Gold Chromate. Gold chromates of this type used for zinc plate and Zamak are sometimes used on galvanized steel stampings and hardware.
Aluminum
Chromates for aluminum fall into two categories: chrome-phosphates, primarily those used on architectural aluminum extrusions to provide a paint-bonding coat, and chrome oxides applied to almost every type of aluminum, i.e., sheet, coil, stampings and castings. Purposes: paint bonding and corrosion resistance.
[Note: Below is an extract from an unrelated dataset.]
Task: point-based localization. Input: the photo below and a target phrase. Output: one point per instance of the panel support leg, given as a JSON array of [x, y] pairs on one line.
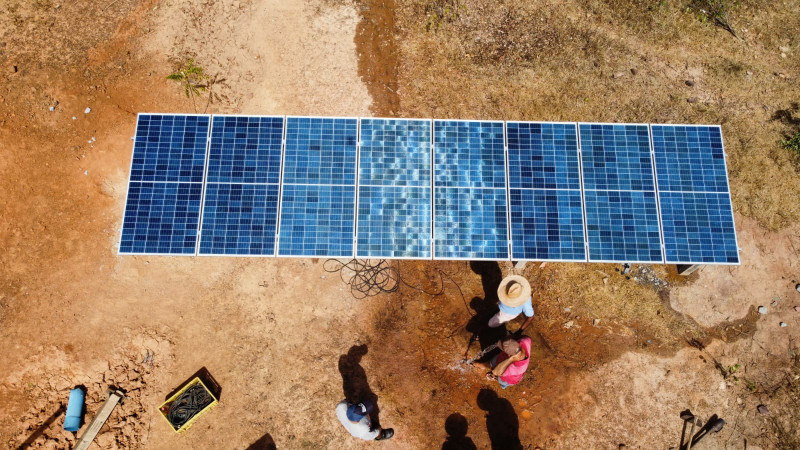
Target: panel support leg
[[687, 269]]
Chrome Phosphate. Baths for apply-ing chrome phosphate consist of chromate ions, phosphates and fluorides. Although the solution contains chromium in the hexavalent form (+6 chromium) chemical reduction takes place on the metal at the point of application, so that the chromium in the coating is essentially all trivalent chromium (+3) phosphate. Most lines for applying this type of chromate spray it on cleaned aluminum extrusions, but some dip lines are in operation. Since the chromate coating itself contains no hexavalent chromium, it is common practice to use a passivating hexavalent chromium rinse as the final step in the treatment. A typical cycle would be:
- Alkali clean.
- Rinse
- Chromium-phosphate.
- Rinse.
- Hexavalent chromium rinse (seal).
Paint is customarily applied in-line by electrostatic spray and then baked, pro-ducing
a finished extrusion ready for assembly into window casings and such. This
process produces remarkable adhesion. Corrosion resistance is also excellent if the final seal
and paint are properly selected. The coating has an almost colorless to pale green
appearance, making it very suitable for the application of white and pastel colors (no bleed through).
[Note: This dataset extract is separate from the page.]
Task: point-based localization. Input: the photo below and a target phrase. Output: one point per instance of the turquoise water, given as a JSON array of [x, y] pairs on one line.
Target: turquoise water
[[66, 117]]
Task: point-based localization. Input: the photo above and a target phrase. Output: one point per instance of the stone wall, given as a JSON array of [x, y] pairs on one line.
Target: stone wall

Chrome Oxide. Chrome oxide treatments deposit a chromate film ranging in color from nearly colorless through gold to brown. Baths contain chromates, fluorides, nitrates and an accelerator, which may be ferricyanide or a metal from group 7 or 8 of the periodic table. Ferri- cyanide-accelerated baths are fastest, developing the most coating for a given time. They are also quite easily controlled and rejuvenated. The main objection to ferricyanide baths is the complex cyanide radical in the subsequent rinse water, which is difficult to remove or destroy, and decomposes to cyanide in the presence of ultraviolet light.
Gold chromate films are used both with and without paint. Unpainted, they give corrosion protection on aluminum stampings, tubular products, extrusions, die castings and aluminum heat exchangers. As a base for paint, the gold chromates afford both adhesion and corrosion resistance to coil-coated sheet used for residential siding and building panels. Unlike the chrome-phosphate, chrome oxide coatings are rich in hexavalent chromium and need no additional seal to develop their maximum corrosion resistance.
Process Parameters
In general the operation and control of a chromate processing solution are simplicity itself. Treatment times, whether by spray or dip, are relatively short, ranging from a few seconds (for a bright dip on zinc plate) to a maximum of five minutes (for the heaviest coatings on aluminum). Temperature requirements are also moderate: most solutions operate at or near room temperature and few require temperatures above 130F.
The solutions are aggressive, especially those that contain fluorides. Satisfactory acid-resistant materials are stainless steel (316 ELC), polyethylene, polypropylene, PVC and rubber.
The usual chemical control of a chromating solution consists of a titration to determine hexavalent chromium, and pH measurements to regulate acidity. Titration of total acid is sometimes used, but the build-up of reaction products makes pH a more reliable choice.
Chromate films should not be dried at elevated temperature, since they rupture (mud cracking) and lose protective value. For films on zinc, drying temperature should be below 130F, while aluminum can tolerate temperatures to about 180F with no adverse effects.
Testing
All chromates are intended to increase the service life of the finished article and this implies improved corrosion resistance. Accelerated tests have been developed in an attempt to predict service life and to compare various treatments. The most common of these is exposure to five pct salt fog (ASTM B-117). Use caution both in performing the test and in the interpretation of results.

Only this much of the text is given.